SPRADD1A August 2023 – September 2024 AM620-Q1 , AM623 , AM625 , AM625-Q1 , AM625SIP , AM62A1-Q1 , AM62A3 , AM62A3-Q1 , AM62A7 , AM62A7-Q1 , AM62P , AM62P-Q1
A devicetree contains nodes that represent peripherals. Each node contains properties that hold data that is used by U-Boot and Linux kernel device drivers to initialize peripherals. Without a devicetree, the hardware configuration and parameters would need to be hardcoded into the device drivers. Keeping the hardware configuration separate from the board initialization code allows for a simpler development and maintenance process.
It is important to understand the AM62x devicetree structure and the layers of the structure you will create. Files with names containing <boardname> are files that become the custom board's devicetrees.
The base of the tree is formed by devicetree include (DTSI) files. These are used to define SoC specific hardware that is generally the same across all board variations of the same SoC, including custom boards. Directly editing these files risks corrupting other devicetrees that include these files. For this reason, these should not be directly modified. Rather, devicetree nodes in SoC devicetree files are modified by referencing the node in the board devicetree.

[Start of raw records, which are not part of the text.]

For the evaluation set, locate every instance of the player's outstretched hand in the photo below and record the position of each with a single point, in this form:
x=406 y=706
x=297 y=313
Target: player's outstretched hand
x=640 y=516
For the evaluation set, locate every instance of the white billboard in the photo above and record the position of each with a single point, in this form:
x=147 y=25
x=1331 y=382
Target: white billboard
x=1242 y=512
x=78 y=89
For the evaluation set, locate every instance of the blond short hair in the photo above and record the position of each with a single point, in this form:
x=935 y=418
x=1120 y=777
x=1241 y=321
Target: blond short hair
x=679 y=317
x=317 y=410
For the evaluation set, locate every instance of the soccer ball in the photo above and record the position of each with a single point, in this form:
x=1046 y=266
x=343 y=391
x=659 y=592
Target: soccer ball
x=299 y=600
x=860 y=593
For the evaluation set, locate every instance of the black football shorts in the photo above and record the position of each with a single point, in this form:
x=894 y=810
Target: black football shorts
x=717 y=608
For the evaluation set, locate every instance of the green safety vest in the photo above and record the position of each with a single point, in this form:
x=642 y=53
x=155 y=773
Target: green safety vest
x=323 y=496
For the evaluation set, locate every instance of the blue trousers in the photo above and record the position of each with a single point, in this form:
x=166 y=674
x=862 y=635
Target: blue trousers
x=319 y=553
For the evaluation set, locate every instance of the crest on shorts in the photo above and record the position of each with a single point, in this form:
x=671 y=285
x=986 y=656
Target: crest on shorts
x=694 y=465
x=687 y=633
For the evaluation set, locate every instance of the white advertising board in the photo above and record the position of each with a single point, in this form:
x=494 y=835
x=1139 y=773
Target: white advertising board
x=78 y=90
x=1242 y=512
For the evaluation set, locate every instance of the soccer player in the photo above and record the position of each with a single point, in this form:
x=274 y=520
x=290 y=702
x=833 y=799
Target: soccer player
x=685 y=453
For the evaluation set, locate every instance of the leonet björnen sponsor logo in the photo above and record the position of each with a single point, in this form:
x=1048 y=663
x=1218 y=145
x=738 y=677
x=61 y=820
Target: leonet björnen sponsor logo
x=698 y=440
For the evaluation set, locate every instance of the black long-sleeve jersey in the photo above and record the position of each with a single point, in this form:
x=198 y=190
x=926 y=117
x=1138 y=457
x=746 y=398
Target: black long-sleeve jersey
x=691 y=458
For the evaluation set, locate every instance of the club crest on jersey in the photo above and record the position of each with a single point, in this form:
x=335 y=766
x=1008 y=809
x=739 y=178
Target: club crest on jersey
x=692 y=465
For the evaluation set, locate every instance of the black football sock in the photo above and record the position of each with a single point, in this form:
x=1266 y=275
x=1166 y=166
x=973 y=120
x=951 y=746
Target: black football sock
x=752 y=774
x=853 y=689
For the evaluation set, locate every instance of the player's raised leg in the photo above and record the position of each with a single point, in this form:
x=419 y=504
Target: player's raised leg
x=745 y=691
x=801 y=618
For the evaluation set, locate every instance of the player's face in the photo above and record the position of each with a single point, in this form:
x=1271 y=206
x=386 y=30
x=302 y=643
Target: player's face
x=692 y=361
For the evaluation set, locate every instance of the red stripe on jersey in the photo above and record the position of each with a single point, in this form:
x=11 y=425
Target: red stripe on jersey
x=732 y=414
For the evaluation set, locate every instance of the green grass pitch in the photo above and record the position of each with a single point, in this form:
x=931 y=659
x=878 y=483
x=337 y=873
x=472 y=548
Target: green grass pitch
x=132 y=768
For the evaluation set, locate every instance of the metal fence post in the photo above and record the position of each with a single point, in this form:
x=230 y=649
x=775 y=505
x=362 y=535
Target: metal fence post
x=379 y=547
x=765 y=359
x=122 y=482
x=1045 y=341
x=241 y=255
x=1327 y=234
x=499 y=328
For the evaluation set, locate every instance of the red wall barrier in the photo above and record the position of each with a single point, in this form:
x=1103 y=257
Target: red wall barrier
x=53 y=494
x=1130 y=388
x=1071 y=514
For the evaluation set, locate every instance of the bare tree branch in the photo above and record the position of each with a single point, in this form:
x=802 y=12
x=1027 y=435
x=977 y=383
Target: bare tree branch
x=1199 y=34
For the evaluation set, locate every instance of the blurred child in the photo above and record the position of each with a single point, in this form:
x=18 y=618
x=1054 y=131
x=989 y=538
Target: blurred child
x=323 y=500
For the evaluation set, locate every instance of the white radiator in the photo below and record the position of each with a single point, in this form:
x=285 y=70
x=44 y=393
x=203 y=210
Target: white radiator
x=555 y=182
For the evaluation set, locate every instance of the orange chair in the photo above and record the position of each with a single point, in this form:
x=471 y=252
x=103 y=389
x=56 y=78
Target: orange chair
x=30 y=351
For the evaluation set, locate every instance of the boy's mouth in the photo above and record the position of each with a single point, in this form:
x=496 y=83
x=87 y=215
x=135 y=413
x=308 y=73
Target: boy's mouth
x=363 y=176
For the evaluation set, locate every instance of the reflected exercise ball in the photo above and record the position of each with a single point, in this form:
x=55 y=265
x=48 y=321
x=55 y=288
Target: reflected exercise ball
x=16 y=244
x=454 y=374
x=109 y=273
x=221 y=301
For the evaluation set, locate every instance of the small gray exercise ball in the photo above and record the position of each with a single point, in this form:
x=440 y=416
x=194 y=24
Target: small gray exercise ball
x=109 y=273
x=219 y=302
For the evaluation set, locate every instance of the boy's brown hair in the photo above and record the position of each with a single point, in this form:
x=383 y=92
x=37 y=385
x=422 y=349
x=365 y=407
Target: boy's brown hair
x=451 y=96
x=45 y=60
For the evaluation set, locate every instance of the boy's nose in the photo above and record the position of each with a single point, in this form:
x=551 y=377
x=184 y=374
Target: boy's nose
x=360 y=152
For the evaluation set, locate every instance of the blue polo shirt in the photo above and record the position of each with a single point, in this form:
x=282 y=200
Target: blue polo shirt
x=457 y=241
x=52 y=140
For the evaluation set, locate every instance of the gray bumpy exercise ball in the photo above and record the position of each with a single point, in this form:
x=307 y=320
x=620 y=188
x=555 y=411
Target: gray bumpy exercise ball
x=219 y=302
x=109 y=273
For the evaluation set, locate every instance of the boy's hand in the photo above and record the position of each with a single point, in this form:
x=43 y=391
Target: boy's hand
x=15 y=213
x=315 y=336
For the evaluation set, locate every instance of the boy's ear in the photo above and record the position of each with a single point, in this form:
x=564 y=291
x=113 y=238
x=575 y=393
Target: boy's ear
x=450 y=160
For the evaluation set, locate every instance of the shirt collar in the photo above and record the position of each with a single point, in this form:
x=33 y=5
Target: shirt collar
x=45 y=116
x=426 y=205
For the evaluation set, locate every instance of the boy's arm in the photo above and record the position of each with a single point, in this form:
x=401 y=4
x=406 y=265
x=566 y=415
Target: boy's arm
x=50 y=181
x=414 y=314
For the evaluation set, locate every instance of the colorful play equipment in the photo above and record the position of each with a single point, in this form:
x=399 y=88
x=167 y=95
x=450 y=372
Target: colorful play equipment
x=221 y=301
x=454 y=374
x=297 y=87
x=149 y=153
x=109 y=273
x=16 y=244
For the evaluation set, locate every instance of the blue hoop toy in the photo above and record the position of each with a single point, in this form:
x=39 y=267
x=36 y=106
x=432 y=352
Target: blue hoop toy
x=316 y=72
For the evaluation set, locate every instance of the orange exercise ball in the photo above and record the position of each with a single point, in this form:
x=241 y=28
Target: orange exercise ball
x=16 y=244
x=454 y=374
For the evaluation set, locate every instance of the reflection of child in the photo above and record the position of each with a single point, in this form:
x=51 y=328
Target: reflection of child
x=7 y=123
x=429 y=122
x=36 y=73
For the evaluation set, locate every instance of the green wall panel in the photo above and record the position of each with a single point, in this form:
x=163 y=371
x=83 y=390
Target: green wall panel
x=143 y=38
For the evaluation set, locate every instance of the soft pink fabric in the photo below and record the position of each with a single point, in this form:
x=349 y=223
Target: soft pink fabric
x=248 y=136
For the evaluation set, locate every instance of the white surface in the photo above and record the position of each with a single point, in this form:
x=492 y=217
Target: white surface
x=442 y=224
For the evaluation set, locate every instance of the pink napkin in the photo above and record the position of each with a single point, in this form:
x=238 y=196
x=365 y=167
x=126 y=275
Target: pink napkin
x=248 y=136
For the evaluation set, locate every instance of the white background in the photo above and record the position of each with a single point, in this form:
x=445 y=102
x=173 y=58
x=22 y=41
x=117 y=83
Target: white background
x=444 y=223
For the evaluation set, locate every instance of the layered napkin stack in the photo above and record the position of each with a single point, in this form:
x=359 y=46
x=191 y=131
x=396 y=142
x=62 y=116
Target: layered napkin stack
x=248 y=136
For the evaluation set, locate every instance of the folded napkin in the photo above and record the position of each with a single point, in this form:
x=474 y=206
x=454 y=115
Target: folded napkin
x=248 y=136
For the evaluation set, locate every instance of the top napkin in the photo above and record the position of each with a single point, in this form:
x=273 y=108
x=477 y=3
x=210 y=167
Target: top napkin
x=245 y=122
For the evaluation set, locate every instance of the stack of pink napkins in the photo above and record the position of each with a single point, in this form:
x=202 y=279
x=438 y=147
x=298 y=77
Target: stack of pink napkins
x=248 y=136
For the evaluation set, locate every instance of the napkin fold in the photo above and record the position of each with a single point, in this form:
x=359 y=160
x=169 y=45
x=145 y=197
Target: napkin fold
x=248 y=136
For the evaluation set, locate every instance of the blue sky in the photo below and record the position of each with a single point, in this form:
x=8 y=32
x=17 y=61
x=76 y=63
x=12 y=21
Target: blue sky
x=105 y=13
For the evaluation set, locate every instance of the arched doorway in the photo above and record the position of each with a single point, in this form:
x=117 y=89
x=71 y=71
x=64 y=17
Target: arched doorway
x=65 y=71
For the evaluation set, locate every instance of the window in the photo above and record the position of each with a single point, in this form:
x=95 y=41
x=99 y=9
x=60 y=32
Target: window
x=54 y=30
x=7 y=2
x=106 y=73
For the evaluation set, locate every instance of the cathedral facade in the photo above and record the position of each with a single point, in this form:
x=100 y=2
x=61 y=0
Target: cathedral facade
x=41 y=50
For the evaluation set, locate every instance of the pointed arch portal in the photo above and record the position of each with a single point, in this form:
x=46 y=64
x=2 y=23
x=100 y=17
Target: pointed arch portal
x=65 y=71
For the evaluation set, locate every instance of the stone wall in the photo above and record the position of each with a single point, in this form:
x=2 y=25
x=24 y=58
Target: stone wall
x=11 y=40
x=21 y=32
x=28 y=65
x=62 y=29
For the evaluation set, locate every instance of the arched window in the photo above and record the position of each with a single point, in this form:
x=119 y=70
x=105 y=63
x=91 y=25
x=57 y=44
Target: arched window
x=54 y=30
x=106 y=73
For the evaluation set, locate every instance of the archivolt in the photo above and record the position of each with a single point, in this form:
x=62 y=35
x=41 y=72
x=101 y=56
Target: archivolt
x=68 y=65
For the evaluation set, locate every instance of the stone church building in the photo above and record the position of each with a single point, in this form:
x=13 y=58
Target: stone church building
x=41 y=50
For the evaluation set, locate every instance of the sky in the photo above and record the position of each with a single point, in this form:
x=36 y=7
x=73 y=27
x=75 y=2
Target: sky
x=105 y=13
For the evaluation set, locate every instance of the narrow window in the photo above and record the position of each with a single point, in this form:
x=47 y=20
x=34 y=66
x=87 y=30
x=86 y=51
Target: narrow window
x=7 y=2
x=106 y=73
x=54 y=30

The file k3-am62x-sk-common.dtsi contains hardware descriptions that are common between board variants of the AM62x SoC. This DTSI is included by k3-am625-sk.dts and k3-am62-lp-sk.dts. The files k3-am625-sk.dts and k3-am62x-sk-common.dtsi are applied on top of the SoC DTSI files. The k3-am62x-sk-common.dtsi is not used with a custom board devicetree.
At the top of the tree, there are devicetree source (DTS) files. These are used to describe board specific hardware and to modify DTSI nodes without altering them directly. This is what will be created for the custom board. Additionally, you will create other U-Boot specific devicetrees that are needed to build the bootloader binaries. This process is covered in Section 4.3.